Another example is the equals method. How much boiler plate code have you written figuring out the run time type of equals’ argument? On top of it no matter how your wrote it it’s broken in one way or another. If your class has subtypes, either your equals method violotes reflexivity or the the Liskov substitution principle. If it can potentially return true for an argument of a subtype, it is almost certainly not reflexive (it can be if the subtype’s equals ignores the added fields but you don’t generally want that either). If it can only return true for arguments of exactly the same type it’s not properly substitutable. Imagine I have a set of cartesian points and point has a subclass colored point. I can have the point (0, 0) in my set twice because one of them is blue, but there’s a good chance that’s an error if you’re trying to make a set of cartesian points.
Wouldn’t the world be simpler place if equals could be specified to take an argument of the same type as the class declaring it? It would be straight forward to implement and consist of nothing but comparing fields. It would always be reflexive unless you were trying to write a broken equals method on purpose. Of course if it could the inheriting class wouldn’t be a subtype anymore! If I try to upcast it to its base class something funny has to happen because it doesn’t have an method equals which takes an argument with the type of the base class.

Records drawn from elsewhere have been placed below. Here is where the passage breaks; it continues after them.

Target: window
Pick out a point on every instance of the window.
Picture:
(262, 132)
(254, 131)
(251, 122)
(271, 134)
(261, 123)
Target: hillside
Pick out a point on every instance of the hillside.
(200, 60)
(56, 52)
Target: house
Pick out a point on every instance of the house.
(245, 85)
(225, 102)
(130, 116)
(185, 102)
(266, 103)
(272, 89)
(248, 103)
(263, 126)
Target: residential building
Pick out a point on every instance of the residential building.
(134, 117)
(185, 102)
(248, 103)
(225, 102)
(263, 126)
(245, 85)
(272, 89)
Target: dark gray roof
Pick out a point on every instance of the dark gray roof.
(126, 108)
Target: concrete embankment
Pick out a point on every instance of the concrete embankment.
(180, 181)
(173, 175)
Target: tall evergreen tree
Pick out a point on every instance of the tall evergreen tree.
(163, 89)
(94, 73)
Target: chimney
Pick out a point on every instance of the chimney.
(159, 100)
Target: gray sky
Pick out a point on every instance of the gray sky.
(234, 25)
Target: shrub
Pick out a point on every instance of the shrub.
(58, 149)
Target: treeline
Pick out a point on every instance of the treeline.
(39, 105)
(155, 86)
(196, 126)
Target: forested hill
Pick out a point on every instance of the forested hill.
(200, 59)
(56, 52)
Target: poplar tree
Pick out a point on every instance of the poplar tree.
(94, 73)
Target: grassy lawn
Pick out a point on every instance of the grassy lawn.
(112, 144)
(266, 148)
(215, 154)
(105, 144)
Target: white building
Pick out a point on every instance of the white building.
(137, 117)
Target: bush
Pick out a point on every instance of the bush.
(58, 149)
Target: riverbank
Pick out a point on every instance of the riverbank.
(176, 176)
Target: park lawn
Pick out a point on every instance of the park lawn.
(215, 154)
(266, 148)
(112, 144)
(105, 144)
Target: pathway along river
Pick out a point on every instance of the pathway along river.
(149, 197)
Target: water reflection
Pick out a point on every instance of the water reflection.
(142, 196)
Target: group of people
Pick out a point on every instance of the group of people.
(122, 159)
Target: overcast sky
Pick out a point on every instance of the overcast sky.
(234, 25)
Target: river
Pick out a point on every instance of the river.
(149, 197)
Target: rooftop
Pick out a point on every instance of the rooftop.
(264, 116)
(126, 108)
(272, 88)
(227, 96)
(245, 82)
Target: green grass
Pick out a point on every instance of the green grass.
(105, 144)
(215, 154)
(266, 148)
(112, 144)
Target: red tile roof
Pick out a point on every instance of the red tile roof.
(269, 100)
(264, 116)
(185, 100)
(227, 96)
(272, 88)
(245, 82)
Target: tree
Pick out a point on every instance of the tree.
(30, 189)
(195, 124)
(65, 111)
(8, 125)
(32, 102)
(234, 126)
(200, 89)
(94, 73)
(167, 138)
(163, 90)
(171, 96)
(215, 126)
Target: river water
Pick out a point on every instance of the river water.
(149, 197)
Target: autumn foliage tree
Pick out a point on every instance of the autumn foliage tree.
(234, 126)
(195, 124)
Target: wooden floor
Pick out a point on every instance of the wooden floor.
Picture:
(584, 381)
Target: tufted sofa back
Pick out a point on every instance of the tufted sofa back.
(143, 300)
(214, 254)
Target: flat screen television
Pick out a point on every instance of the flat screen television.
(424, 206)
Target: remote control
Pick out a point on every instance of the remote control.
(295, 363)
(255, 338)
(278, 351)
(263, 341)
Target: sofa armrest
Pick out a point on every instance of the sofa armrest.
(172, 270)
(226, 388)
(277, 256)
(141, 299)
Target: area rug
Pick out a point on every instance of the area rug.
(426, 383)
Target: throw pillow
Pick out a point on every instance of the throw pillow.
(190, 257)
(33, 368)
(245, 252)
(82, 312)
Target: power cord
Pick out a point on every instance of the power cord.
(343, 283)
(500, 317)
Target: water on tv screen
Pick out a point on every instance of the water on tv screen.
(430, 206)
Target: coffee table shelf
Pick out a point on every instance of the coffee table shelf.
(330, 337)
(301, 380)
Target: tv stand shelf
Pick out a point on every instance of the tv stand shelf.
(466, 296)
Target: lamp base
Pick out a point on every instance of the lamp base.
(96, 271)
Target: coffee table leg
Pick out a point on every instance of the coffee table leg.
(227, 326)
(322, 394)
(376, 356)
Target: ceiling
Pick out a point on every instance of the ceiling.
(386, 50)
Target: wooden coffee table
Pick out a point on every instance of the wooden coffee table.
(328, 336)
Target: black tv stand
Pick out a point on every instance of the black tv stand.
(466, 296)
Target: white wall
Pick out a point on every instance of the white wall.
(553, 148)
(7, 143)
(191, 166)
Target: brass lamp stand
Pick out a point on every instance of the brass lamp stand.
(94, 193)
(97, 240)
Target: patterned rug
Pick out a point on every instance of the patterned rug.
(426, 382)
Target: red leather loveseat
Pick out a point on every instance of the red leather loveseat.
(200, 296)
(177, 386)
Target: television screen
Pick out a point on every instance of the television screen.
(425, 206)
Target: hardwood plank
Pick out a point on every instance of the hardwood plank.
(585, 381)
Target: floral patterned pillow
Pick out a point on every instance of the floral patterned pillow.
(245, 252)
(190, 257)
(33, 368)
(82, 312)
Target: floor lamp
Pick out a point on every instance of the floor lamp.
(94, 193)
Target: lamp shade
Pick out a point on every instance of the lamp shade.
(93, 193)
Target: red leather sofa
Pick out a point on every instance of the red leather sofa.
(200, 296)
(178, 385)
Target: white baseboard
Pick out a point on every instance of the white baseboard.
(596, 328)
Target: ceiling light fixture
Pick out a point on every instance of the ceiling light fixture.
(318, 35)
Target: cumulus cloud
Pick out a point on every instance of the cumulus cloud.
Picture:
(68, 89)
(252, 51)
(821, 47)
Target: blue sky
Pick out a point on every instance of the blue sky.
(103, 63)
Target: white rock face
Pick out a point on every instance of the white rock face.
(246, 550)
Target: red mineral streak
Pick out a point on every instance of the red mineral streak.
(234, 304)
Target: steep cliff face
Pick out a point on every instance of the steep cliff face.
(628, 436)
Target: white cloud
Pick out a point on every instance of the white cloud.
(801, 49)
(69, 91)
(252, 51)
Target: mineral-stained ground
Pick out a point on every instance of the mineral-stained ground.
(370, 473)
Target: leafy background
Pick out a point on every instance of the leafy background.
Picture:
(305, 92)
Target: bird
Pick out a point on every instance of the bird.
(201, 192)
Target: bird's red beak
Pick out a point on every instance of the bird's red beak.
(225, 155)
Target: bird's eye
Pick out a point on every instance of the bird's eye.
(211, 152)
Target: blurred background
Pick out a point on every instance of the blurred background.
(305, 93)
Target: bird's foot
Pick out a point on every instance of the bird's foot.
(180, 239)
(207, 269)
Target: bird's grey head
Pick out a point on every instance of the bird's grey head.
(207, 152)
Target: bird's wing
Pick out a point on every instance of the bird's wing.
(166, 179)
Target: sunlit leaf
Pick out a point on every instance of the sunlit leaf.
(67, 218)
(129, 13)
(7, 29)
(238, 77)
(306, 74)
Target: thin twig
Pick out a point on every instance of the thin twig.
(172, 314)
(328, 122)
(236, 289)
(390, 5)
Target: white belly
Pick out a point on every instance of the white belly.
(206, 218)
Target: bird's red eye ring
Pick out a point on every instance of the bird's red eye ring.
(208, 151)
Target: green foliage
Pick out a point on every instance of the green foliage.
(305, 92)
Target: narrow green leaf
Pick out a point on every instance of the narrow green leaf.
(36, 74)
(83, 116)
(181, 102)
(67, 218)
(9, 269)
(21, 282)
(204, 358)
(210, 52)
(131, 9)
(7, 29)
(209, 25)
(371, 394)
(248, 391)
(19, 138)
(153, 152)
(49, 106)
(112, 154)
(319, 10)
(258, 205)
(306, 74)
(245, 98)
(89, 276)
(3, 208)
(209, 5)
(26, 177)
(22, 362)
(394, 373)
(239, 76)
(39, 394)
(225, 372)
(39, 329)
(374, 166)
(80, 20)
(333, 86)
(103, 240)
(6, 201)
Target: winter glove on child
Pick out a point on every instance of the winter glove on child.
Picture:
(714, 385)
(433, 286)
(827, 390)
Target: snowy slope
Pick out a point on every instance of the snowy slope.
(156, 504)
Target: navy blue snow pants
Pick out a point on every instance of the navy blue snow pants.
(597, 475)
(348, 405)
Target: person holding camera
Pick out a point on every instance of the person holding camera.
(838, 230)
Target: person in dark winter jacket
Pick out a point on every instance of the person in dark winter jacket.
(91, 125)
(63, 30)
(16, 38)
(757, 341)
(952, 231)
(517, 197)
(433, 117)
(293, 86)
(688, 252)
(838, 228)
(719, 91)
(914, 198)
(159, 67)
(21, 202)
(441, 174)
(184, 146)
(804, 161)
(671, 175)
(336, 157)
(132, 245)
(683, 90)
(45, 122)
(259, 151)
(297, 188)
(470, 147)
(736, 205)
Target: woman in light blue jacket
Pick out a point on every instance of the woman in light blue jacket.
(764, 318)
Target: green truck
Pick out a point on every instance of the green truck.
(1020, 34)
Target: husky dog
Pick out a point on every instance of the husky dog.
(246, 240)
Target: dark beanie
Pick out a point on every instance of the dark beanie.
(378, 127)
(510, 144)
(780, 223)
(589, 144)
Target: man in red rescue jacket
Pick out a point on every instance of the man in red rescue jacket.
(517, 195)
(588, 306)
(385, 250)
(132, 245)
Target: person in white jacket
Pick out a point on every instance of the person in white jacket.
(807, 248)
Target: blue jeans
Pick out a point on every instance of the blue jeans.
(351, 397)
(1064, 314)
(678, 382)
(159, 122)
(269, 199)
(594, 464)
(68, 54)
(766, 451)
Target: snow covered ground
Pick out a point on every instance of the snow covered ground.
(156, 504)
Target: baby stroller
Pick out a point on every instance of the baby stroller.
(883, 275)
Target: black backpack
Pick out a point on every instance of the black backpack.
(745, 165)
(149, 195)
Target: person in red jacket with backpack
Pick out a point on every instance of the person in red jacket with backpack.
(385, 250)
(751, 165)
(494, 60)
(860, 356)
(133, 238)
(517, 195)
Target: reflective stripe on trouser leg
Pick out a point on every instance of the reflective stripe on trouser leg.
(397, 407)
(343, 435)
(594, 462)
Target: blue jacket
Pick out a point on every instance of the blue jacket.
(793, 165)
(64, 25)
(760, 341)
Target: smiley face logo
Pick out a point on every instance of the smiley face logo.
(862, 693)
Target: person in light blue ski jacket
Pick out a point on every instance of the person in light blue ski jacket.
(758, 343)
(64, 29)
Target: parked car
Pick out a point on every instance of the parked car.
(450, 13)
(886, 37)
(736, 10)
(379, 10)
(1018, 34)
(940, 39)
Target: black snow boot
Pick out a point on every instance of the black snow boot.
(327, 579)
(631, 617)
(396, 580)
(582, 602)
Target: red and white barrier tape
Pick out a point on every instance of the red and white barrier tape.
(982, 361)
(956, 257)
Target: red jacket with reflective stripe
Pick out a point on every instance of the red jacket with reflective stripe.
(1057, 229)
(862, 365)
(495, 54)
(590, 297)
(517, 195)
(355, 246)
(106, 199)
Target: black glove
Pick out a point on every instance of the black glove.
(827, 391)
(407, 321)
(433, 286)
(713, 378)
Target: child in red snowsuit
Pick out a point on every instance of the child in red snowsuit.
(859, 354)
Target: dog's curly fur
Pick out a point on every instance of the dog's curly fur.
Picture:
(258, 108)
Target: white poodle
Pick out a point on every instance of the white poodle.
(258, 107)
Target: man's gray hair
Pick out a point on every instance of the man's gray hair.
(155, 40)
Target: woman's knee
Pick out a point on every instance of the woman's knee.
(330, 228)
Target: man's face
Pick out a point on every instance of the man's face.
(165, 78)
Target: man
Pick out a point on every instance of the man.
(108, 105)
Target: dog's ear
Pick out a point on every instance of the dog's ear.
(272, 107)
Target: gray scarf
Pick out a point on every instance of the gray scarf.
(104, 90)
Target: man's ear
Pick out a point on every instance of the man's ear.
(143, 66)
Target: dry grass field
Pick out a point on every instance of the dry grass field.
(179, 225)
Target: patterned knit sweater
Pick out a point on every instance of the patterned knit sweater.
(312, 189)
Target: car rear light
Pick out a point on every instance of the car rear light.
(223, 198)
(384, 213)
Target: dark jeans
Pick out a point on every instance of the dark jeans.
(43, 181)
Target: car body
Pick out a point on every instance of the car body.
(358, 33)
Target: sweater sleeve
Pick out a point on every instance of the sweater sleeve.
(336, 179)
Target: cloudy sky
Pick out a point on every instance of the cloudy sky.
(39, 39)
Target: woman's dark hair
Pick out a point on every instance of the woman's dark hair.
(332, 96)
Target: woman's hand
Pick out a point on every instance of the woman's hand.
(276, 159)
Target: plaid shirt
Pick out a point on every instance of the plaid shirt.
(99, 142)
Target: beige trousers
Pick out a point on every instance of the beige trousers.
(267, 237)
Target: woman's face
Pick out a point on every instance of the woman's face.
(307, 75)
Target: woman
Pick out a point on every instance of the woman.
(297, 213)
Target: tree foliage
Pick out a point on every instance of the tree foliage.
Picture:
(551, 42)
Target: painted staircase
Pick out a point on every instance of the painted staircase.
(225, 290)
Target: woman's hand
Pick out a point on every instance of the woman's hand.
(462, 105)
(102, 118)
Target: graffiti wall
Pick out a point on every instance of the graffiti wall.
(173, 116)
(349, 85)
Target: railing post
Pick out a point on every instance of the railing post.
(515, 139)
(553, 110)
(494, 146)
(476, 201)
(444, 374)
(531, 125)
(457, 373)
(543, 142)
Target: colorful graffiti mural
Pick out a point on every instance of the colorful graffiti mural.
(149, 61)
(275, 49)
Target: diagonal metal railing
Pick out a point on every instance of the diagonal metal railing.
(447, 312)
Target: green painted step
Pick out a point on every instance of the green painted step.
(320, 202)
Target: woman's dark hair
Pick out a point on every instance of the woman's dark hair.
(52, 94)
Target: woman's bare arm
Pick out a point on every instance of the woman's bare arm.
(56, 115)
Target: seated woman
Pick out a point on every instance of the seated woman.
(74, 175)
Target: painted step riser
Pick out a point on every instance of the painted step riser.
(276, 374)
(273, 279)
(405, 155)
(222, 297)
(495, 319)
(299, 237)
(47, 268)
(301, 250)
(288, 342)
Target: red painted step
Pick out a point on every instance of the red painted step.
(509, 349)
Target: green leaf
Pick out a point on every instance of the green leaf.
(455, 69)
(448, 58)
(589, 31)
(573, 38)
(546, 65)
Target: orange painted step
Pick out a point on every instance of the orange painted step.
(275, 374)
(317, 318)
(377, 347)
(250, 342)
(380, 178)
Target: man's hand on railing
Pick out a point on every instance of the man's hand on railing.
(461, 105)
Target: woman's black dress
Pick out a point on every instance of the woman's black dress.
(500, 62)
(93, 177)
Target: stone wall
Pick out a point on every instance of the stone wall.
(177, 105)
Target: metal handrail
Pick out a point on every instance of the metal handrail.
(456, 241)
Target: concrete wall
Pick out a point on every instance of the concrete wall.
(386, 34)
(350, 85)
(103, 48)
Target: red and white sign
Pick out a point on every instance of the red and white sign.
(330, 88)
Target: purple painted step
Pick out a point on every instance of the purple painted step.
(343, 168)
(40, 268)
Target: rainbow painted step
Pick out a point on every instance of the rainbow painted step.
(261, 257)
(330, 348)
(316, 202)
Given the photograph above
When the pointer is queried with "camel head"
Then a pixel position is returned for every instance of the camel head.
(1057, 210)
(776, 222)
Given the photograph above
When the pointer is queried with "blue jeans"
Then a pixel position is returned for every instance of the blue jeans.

I’ll talk more about what is actually in my langauge soon, I thought this would be a good starting to tear down your assumptions about how things will function first, the enlighten you as to how they do. I don’t know how many people I will have actually convinced that subtyping is a misfeature, especially without presenting an alternative. I hope I at least got you thinking about programming language design in a way that you probably haven’t before.